Sadly, many people every year succumb to injuries they first sustained at work. If the person who passed away provided at least some of your financial support, you are likely entitled to workers’ comp death benefits. This is true whether your family member died instantly or several years after the original injury.
Most Common Types of Fatal Employee Injuries
According to a 2012 Occupational Health and Safety Administration (OSHA) report, the fatal injuries that occur with the most regularity include transportation accidents, contact with equipment, falls, chemical or environmental exposure, fires or explosions, and assaults in the workplace. Men are at significantly higher risk for fatal workplace injuries than women.

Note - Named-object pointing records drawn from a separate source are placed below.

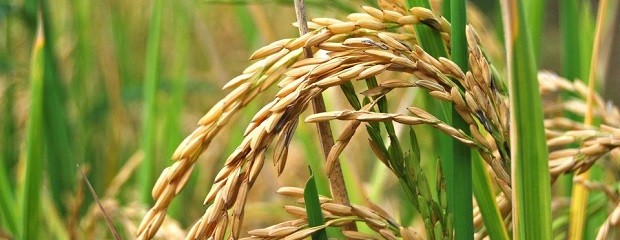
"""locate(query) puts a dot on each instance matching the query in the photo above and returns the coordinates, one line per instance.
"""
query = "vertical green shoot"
(580, 192)
(462, 208)
(313, 208)
(30, 199)
(432, 43)
(151, 79)
(535, 17)
(485, 197)
(57, 134)
(531, 191)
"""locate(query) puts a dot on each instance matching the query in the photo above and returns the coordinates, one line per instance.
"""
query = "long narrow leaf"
(579, 195)
(485, 197)
(57, 135)
(151, 80)
(30, 199)
(313, 208)
(531, 193)
(462, 194)
(535, 16)
(8, 216)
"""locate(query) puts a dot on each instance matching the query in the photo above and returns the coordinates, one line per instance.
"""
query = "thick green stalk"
(151, 79)
(569, 18)
(463, 212)
(531, 193)
(485, 197)
(30, 198)
(313, 208)
(535, 17)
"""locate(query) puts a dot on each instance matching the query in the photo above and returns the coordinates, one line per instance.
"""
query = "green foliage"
(530, 180)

Compensation Available to Dependent Family Members
Florida, like most states, includes funeral and burial costs as part of its workers’ compensation program. Benefits are also available to immediate family members who depended on the deceased for support. This normally includes a spouse and children, but can include parents and other family members if they were financially dependent.

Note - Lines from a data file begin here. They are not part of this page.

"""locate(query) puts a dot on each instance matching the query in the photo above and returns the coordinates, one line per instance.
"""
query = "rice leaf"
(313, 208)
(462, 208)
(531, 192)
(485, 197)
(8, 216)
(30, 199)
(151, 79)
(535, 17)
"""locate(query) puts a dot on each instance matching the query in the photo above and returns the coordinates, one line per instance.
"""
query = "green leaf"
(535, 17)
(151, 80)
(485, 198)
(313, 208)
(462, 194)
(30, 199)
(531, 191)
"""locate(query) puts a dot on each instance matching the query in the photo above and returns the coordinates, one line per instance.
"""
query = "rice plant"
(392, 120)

State law provides payment of up to 66 2/3 percent of the deceased’s normal weekly salary. The paid amount cannot exceed $150,000 total. If the employee was married without children, his or her spouse is entitled to 50 percent of the weekly wages. When the marriage involved children, the spouse is entitled to 50 percent and 16 2/3 percent goes to the children. The dependent children of workers who were not married can each receive up to 33 1/3 percent of the worker’s weekly earnings.

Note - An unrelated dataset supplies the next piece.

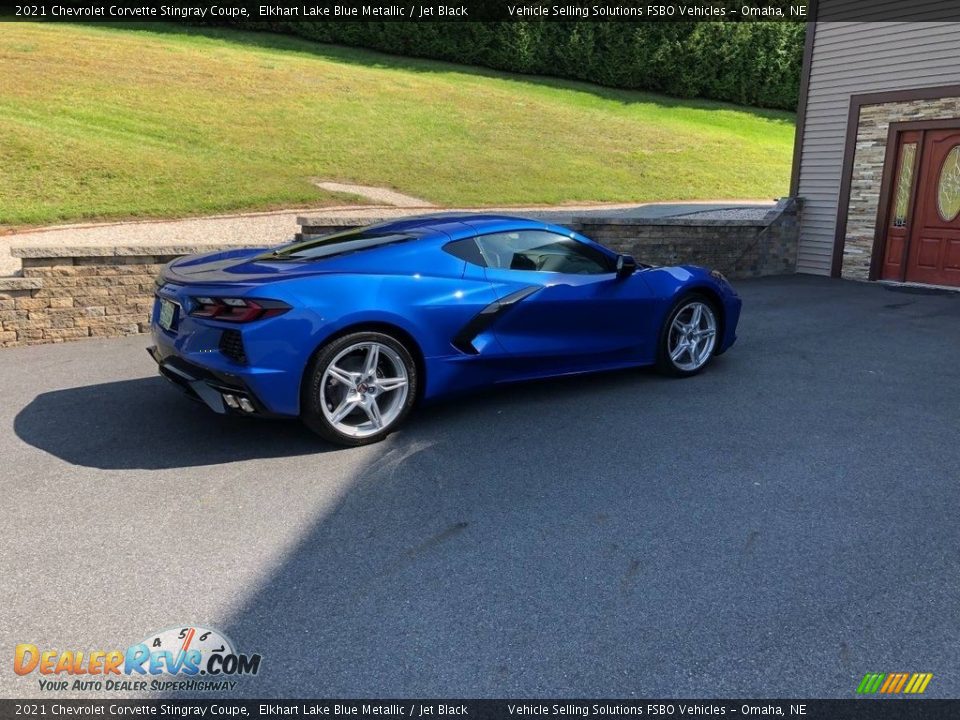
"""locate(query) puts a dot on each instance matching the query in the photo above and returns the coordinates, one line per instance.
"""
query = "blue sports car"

Workers’ compensation payments don’t happen automatically. It is up to the surviving family members to initiate it by filing the required paperwork. Anyone who is uncertain of how to do this should first seek legal help. This is also true of non-traditional family members who relied on the deceased worker for support. This is because the law can get complicated if the person making the claim was an unmarried partner of the deceased, a dependent stepchild or otherwise doesn’t meet the definition of close relative.